When Richard Thompson joins their company many things change. I've witnessed this twice the last few days. Richard is a non-drinker, a non-smoker, he has written a tremendous amount of catchy songs, he has a philosophy on playing, keeping the times needed, he can sing better than any other, play better than anyone else, he can change tunings in a wink, he can find a fine stand-in for the inevitable DM, he's anticipating all the time, he's Fairport as soon as he appears on stage, he's the musical director.

When Richard comes up, Simon Nicol plays his "we've always been the best of friends"-role, joking about Richard's leave from FC to enable him to always go around saying he's an ex-Fairporter and indeed, they both were there when a few young intellectual suburbian London lads gathered (back in the sixties), after listening to the music of Bob Dylan, Joni Mitchell and Phil Ochs and decided to have their own go. The idea that there's no need to sing something else than harmonies really seems to give Simon a tremendous relief. 

Last night, while FC + RT + DS played "Sloth" Simon & Richard were discussing all sorts of things when ol' Swarb was fiddling his bit. They looked like playing buddies, enjoying themselves, very much like in the old days. Peggy acted efficiently. He doesn't speak very much to RT on stage, but he's playing what he's supposed to play & singing what he's supposed to sing.
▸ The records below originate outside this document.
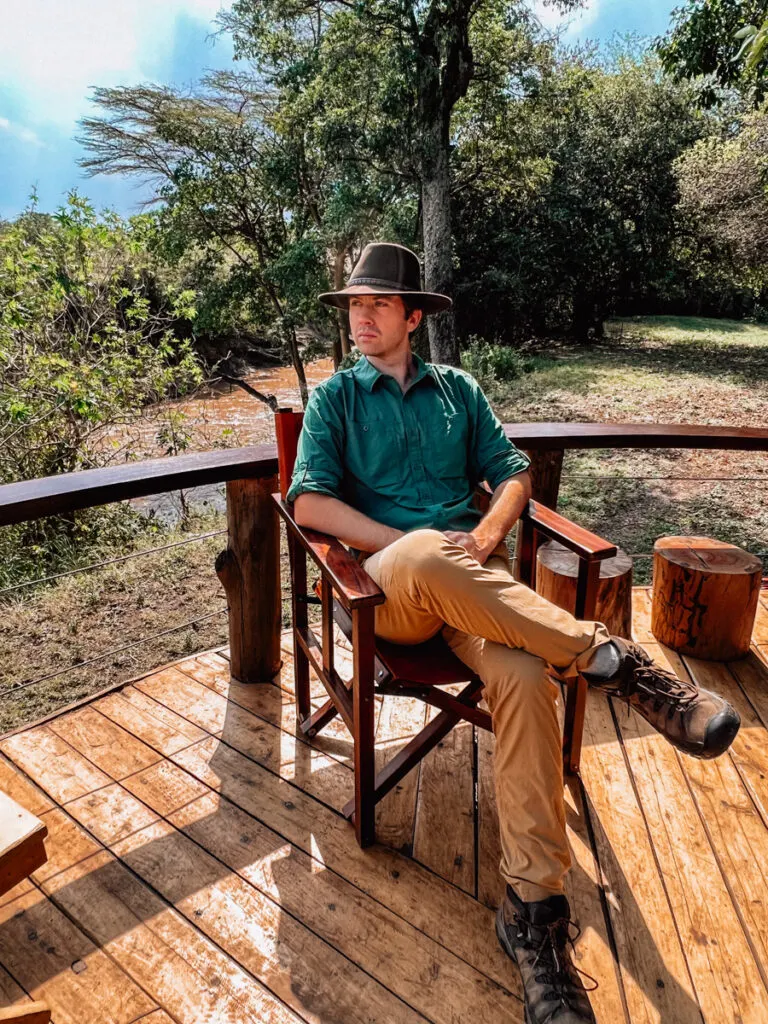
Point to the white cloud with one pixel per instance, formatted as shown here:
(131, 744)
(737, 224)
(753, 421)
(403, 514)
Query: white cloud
(574, 23)
(52, 52)
(18, 131)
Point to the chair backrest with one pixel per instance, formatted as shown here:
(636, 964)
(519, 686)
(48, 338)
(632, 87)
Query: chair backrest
(287, 430)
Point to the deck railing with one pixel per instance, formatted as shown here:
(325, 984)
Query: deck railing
(250, 565)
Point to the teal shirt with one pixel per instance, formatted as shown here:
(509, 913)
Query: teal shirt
(411, 461)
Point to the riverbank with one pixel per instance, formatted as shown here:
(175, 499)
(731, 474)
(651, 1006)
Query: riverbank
(653, 370)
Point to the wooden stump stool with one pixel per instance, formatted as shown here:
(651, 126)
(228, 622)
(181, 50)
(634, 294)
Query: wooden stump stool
(556, 580)
(705, 597)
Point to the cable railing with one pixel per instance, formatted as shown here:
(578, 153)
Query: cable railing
(253, 532)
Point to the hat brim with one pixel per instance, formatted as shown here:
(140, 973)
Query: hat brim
(428, 302)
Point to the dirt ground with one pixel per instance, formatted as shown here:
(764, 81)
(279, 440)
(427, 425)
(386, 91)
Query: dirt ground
(655, 370)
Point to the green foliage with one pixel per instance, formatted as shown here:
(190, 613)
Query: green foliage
(708, 43)
(492, 365)
(724, 193)
(86, 341)
(589, 222)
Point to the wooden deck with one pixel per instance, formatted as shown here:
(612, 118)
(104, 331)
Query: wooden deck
(200, 869)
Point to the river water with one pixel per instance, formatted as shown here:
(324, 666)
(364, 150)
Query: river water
(215, 416)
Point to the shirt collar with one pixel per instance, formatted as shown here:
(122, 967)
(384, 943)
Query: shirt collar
(368, 375)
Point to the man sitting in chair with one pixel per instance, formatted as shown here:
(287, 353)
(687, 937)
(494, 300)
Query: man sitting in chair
(388, 458)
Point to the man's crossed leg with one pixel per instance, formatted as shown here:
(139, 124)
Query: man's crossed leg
(513, 638)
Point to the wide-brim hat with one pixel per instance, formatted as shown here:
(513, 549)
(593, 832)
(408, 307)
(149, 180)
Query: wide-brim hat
(386, 268)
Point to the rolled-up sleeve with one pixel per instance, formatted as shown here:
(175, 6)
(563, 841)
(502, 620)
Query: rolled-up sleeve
(318, 464)
(493, 457)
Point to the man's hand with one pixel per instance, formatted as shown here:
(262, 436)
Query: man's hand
(470, 542)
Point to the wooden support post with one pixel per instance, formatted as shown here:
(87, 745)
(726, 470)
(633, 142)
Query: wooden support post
(364, 651)
(249, 569)
(545, 471)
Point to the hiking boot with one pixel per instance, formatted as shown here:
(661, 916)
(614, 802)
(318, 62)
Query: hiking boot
(536, 936)
(696, 721)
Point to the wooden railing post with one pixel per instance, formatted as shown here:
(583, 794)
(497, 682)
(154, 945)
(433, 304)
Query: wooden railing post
(545, 470)
(249, 569)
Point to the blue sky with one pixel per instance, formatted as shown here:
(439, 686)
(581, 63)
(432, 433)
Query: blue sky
(52, 52)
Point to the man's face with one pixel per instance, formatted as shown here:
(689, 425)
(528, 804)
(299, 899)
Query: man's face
(378, 323)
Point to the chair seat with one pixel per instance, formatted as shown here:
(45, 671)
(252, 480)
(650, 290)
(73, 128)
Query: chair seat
(429, 664)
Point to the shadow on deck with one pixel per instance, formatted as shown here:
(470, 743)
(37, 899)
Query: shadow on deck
(200, 868)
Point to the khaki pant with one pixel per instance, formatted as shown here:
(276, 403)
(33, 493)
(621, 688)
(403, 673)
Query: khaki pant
(509, 636)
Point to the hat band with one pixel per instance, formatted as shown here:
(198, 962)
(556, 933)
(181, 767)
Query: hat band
(379, 281)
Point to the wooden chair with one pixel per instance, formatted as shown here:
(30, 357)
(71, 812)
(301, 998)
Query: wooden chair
(348, 596)
(22, 852)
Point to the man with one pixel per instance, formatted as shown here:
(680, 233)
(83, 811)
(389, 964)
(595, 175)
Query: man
(388, 458)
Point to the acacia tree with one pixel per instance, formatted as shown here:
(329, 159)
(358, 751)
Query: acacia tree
(710, 41)
(381, 81)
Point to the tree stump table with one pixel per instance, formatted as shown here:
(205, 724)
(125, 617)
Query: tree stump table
(556, 572)
(705, 597)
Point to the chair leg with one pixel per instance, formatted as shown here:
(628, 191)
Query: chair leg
(297, 558)
(576, 709)
(363, 702)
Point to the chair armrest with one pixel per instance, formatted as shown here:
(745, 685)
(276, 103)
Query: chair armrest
(587, 545)
(353, 586)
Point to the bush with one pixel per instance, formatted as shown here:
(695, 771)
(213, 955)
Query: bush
(489, 365)
(87, 341)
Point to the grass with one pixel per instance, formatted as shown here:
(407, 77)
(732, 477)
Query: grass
(659, 370)
(666, 370)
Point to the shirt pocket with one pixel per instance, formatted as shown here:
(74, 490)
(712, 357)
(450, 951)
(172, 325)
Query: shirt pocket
(374, 452)
(445, 446)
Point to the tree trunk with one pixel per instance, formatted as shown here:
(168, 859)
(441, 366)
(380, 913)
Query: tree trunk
(341, 348)
(438, 273)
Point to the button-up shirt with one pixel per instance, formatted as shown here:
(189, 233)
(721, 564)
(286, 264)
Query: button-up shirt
(410, 460)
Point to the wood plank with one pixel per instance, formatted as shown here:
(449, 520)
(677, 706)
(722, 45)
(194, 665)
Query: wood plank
(407, 888)
(107, 745)
(399, 720)
(22, 846)
(585, 888)
(444, 829)
(752, 674)
(165, 787)
(68, 845)
(61, 772)
(271, 704)
(18, 787)
(164, 735)
(724, 973)
(10, 992)
(187, 975)
(760, 630)
(421, 972)
(111, 813)
(35, 1013)
(654, 972)
(56, 963)
(417, 969)
(593, 952)
(299, 968)
(311, 769)
(750, 750)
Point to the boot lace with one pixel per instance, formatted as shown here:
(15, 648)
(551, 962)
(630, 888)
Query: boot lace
(552, 952)
(677, 693)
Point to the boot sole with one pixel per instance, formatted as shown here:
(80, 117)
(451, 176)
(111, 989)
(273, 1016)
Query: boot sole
(502, 936)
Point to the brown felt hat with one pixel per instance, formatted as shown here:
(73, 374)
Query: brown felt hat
(386, 268)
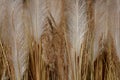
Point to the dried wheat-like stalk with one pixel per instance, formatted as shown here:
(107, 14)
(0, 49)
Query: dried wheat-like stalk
(59, 40)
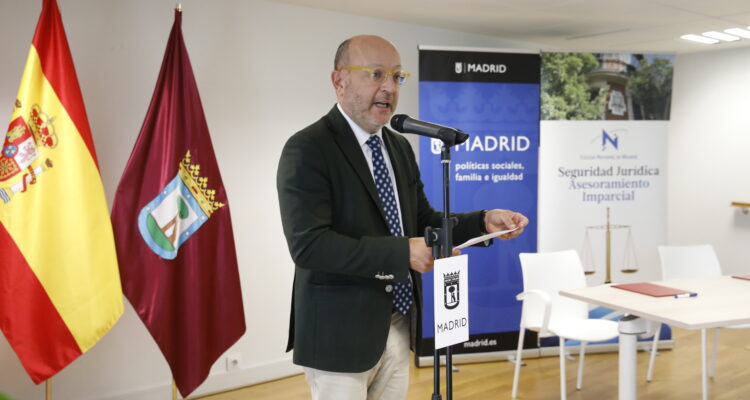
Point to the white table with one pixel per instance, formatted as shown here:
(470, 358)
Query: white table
(720, 302)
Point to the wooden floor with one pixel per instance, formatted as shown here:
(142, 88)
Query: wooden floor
(676, 376)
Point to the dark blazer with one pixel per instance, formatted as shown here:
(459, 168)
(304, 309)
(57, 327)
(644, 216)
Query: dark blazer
(339, 240)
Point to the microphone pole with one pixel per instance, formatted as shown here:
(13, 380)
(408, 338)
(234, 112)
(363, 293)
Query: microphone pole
(440, 239)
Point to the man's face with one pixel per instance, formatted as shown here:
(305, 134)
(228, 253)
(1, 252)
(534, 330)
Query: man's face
(368, 103)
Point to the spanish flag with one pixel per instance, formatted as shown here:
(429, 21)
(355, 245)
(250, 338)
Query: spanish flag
(59, 283)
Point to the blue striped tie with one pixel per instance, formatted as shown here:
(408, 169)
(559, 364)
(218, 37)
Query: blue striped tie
(402, 293)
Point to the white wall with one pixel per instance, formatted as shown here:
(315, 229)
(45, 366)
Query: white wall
(709, 155)
(263, 73)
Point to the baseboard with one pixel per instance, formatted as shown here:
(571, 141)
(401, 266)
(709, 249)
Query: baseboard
(219, 382)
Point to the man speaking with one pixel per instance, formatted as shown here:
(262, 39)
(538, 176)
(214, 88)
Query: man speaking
(353, 211)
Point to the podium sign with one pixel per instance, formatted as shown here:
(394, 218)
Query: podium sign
(451, 300)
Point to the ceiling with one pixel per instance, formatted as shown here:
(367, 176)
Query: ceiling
(653, 26)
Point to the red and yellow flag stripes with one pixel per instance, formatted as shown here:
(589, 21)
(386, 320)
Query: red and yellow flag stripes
(59, 283)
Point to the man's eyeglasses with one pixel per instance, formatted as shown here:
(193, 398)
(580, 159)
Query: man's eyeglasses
(378, 75)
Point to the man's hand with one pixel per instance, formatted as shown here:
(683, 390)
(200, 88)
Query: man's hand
(420, 256)
(501, 220)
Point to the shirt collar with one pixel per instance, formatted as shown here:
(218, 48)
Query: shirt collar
(360, 133)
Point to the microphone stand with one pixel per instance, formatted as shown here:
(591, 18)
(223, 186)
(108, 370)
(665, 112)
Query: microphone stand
(441, 241)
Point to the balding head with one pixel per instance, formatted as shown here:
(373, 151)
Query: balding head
(342, 53)
(367, 101)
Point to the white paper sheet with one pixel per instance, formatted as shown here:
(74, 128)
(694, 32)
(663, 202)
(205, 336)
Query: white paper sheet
(482, 238)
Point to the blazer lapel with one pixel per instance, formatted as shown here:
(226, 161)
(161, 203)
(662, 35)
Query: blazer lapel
(348, 144)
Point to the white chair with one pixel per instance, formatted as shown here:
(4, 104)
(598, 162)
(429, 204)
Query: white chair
(546, 312)
(684, 262)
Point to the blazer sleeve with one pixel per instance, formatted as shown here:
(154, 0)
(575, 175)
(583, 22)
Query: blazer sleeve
(304, 189)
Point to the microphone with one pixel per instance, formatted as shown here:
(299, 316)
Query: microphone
(450, 136)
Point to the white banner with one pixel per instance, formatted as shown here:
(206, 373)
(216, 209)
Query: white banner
(602, 191)
(451, 300)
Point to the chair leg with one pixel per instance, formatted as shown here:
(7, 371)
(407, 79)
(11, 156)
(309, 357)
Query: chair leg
(563, 390)
(652, 358)
(579, 383)
(704, 378)
(517, 371)
(712, 369)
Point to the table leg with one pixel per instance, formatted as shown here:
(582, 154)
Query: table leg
(704, 375)
(630, 327)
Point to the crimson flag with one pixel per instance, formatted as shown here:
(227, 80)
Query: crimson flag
(173, 229)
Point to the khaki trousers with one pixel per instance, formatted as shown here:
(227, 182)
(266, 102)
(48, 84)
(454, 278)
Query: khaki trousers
(387, 380)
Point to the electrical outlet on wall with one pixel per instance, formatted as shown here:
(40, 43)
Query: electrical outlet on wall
(234, 361)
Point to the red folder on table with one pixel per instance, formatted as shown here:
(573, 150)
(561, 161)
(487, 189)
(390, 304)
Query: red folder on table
(651, 289)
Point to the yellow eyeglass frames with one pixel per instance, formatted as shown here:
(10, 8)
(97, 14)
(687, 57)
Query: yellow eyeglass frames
(378, 75)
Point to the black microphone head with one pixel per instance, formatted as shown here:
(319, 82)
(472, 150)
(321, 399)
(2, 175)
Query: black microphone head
(397, 122)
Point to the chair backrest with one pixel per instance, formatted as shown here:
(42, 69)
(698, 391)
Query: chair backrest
(678, 262)
(551, 272)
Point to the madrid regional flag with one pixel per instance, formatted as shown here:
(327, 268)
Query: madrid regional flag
(59, 284)
(174, 231)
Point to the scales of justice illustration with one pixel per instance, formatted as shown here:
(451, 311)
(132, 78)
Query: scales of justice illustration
(629, 263)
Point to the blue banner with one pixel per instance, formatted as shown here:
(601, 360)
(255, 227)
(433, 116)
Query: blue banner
(494, 97)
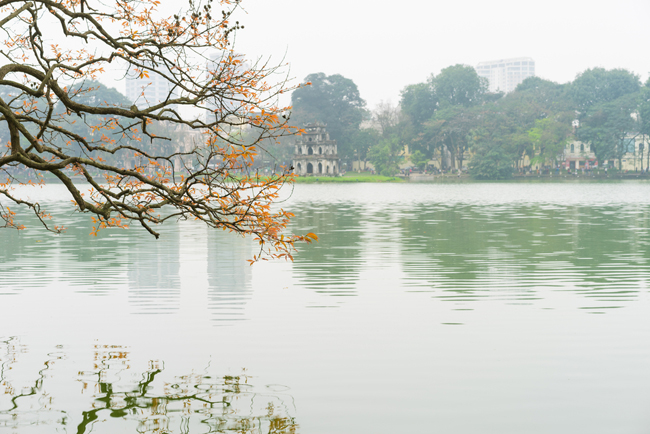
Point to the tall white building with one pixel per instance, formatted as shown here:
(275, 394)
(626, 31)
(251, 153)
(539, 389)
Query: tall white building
(505, 74)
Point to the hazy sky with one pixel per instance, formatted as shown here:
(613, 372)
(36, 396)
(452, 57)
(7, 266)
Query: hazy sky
(384, 46)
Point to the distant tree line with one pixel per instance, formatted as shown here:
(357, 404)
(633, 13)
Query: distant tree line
(452, 115)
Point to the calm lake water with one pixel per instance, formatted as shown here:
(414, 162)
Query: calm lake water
(437, 308)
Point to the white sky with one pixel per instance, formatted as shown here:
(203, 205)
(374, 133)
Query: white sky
(384, 46)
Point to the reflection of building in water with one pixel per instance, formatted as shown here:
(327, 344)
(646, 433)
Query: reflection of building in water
(153, 273)
(315, 152)
(229, 275)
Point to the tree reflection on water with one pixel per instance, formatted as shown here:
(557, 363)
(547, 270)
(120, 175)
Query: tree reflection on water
(151, 402)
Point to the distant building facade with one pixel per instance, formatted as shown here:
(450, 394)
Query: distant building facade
(504, 75)
(315, 153)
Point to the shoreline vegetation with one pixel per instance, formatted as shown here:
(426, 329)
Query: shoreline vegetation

Ric Sanders is fully respecting RT's musical leadership. He jumps around a far bit less, can't help announcing "Crash The Party" with something like: "Now we're gonna party" but always waiting till his Richardness's adding "Disco !" or if the director had to say something else before that. 

Gerry Conway and Chris Leslie prove to be the best musicians when RT's around. Gerry keeps the rhythm, provides the surprising back-beats that make Richard happy and Chris accurately fills in many instrumental and vocal parts that give the performance a needed completeness. 

It came right from Simon's heart last night, when he said he was feeling so privileged RT had come to make Cropredy99 a success and when he thanked Richard for starting This Group. 

On the other hand it came right from Richard's heart last Wednesday while doing the warming-up gig at The Mill in Banbury, that he couldn't get away anymore with the simple gear (few effect machines) that was available there. I think it was Simon who said nothing had changed, because that was exactly the same grief RT used to have when playing together in the ol' days. FC seem to get along well with fewer wishes, both musically & technically. Making mistakes is not considered disastrous 

RT is always trying to get things more perfect. He's got a never ending drive & ambition. 

Now, after Cropredy, they're going different ways again. Fairport's working on a new album, with much Leslie-stuff. I am silently hoping for some guest-appearances on the vocal parts. 

RT'll be promoting his MT-album with a band that already holds the new generation. Teddy is a great singer. 

Next year we'll see if we can get to Oxfordshire again. This whole thing may go on till death us do part.